Omid Hatami wrote: Let $a,b,c > 0$ and $ab+bc+ca = 1$. Prove that: \[ \sqrt {a^3 + a} + \sqrt {b^3 + b} + \sqrt {c^3 + c}\geq2\sqrt {a + b + c}. \] Let $a,b,c > 0$ and $ab+bc+ca = 1$. Prove that: \[\sum{\frac{1}{\sqrt{a^3+a}}}\geq \frac{3\sqrt{3}}{2}\sqrt{a+b+c}\]
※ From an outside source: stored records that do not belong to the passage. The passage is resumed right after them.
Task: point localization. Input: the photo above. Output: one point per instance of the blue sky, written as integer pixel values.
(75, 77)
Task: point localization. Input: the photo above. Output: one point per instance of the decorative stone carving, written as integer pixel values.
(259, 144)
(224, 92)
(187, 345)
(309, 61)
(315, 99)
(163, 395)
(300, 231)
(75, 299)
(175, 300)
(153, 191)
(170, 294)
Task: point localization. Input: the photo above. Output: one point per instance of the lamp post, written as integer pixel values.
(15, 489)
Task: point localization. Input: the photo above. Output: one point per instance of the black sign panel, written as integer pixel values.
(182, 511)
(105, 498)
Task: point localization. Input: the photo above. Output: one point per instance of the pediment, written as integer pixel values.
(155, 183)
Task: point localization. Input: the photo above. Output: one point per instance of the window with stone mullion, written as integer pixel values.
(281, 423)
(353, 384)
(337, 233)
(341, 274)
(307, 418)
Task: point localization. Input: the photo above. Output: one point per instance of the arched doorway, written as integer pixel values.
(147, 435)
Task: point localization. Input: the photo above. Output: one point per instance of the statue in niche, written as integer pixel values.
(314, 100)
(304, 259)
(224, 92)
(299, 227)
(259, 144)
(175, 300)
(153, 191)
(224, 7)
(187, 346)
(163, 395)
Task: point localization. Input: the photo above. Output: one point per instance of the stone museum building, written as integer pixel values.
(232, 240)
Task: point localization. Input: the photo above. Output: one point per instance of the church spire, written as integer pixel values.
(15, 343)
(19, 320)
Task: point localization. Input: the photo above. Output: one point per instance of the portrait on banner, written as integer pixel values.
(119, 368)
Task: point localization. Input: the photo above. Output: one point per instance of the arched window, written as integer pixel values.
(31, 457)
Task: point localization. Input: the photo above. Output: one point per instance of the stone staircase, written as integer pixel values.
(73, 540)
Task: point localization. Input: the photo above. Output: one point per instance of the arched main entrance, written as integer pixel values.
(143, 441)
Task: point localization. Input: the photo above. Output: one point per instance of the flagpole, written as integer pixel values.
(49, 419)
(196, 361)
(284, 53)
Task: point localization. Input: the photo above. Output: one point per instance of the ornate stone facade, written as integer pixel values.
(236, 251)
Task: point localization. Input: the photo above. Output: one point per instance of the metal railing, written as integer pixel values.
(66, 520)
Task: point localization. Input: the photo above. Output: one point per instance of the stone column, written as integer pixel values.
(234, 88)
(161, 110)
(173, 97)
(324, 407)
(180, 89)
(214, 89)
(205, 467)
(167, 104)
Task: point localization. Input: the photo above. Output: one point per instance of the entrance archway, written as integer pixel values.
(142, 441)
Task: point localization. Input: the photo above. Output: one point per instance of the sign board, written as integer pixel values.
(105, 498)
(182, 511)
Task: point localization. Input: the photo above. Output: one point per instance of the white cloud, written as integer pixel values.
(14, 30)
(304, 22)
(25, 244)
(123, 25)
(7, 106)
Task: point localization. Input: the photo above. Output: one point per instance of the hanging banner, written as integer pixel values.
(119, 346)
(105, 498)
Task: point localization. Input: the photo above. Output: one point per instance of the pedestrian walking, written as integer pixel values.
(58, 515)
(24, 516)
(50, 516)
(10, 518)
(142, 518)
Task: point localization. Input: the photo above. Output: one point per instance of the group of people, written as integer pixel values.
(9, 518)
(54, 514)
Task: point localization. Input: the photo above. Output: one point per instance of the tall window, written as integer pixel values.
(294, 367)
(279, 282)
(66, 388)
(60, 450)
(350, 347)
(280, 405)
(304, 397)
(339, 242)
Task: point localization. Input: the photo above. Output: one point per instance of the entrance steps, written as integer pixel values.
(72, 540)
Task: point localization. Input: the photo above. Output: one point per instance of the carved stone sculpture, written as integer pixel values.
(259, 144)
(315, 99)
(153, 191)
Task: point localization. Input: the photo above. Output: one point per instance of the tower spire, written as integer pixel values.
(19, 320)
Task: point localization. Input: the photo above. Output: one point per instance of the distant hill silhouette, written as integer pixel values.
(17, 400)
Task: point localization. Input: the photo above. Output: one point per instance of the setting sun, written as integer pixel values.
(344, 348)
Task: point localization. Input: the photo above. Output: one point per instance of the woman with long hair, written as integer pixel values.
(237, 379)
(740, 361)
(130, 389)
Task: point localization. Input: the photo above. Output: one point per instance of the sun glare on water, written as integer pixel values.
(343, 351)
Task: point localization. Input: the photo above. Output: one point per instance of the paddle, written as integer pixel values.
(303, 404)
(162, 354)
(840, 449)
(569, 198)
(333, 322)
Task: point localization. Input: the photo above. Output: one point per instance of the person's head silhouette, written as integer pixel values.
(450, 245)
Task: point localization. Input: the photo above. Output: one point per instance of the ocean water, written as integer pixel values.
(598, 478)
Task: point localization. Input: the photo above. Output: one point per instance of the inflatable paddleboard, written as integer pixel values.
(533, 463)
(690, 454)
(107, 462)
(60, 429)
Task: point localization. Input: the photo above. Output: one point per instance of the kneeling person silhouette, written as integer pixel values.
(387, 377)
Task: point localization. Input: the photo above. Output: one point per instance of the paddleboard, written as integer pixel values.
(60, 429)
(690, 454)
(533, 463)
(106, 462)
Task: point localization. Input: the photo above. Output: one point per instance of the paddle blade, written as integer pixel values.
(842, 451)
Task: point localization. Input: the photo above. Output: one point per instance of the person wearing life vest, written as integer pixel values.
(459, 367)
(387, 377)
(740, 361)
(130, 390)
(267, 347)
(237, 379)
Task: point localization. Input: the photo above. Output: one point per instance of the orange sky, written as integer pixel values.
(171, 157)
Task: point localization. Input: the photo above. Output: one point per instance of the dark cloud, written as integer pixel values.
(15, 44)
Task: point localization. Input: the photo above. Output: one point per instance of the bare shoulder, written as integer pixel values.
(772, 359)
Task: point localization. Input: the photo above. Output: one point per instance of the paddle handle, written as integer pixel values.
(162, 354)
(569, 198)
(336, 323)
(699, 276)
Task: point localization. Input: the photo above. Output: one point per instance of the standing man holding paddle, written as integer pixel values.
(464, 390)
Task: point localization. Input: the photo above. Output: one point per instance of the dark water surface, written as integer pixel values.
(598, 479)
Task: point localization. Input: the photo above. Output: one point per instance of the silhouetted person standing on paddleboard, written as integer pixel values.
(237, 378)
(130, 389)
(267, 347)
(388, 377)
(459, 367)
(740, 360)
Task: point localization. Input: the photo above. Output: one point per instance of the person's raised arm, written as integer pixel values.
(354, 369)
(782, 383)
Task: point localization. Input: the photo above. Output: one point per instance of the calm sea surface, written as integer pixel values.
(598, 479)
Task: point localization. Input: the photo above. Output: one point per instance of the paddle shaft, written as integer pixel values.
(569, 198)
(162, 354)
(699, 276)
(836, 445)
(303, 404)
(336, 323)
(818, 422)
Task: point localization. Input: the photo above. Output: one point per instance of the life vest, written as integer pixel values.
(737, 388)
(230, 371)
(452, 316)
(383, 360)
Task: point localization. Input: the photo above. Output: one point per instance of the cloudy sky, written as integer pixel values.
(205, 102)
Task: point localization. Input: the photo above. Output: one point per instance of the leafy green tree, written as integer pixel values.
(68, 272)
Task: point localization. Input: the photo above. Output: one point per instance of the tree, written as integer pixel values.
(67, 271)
xzlbq wrote: Omid Hatami wrote: Let $a,b,c > 0$ and $ab+bc+ca = 1$. Prove that: \[ \sqrt {a^3 + a} + \sqrt {b^3 + b} + \sqrt {c^3 + c}\geq2\sqrt {a + b + c}. \] Let $a,b,c > 0$ and $ab+bc+ca = 1$. Prove that: \[\sum{\frac{1}{\sqrt{a^3+a}}}\geq \frac{3\sqrt{3}}{2}\sqrt{a+b+c}\] Holder of course!

In triangle, \[{\frac {1}{\sqrt {\tan \left( 1/2\,A \right) \left( \left( \tan \left( 1/2\,A \right) \right) ^{2}+1 \right) }\sqrt {\tan \left( 1/2 \,A \right) +\tan \left( 1/2\,B \right) +\tan \left( 1/2\,C \right) }} }\geq \frac{3}{4}\,{\frac {\sqrt {3} \left( b+c-a \right) \left( a+b \right) \left( c+a \right) }{s \left( {s}^{2}+5\,{r}^{2}+8\,Rr \right) }}\]

see https://artofproblemsolving.com/community/c6t243f6h1653344_hard_inequality

Omid Hatami wrote: Let $a,b,c > 0$ and $ab+bc+ca = 1$. Prove that: \[ \sqrt {a^3 + a} + \sqrt {b^3 + b} + \sqrt {c^3 + c}\geq2\sqrt {a + b + c}. \] See also here: https://artofproblemsolving.com/community/c6h145158p823429

luofangxiang wrote: Can someone please tell why the inequality $$\sum_{\text{cyc}} \sqrt{ a^2 \sum_{\text{cyc}} a + abc } \ge \sqrt{ \left( \sum_{ \text{cyc}} a \right)^3 + 9abc}$$holds true ?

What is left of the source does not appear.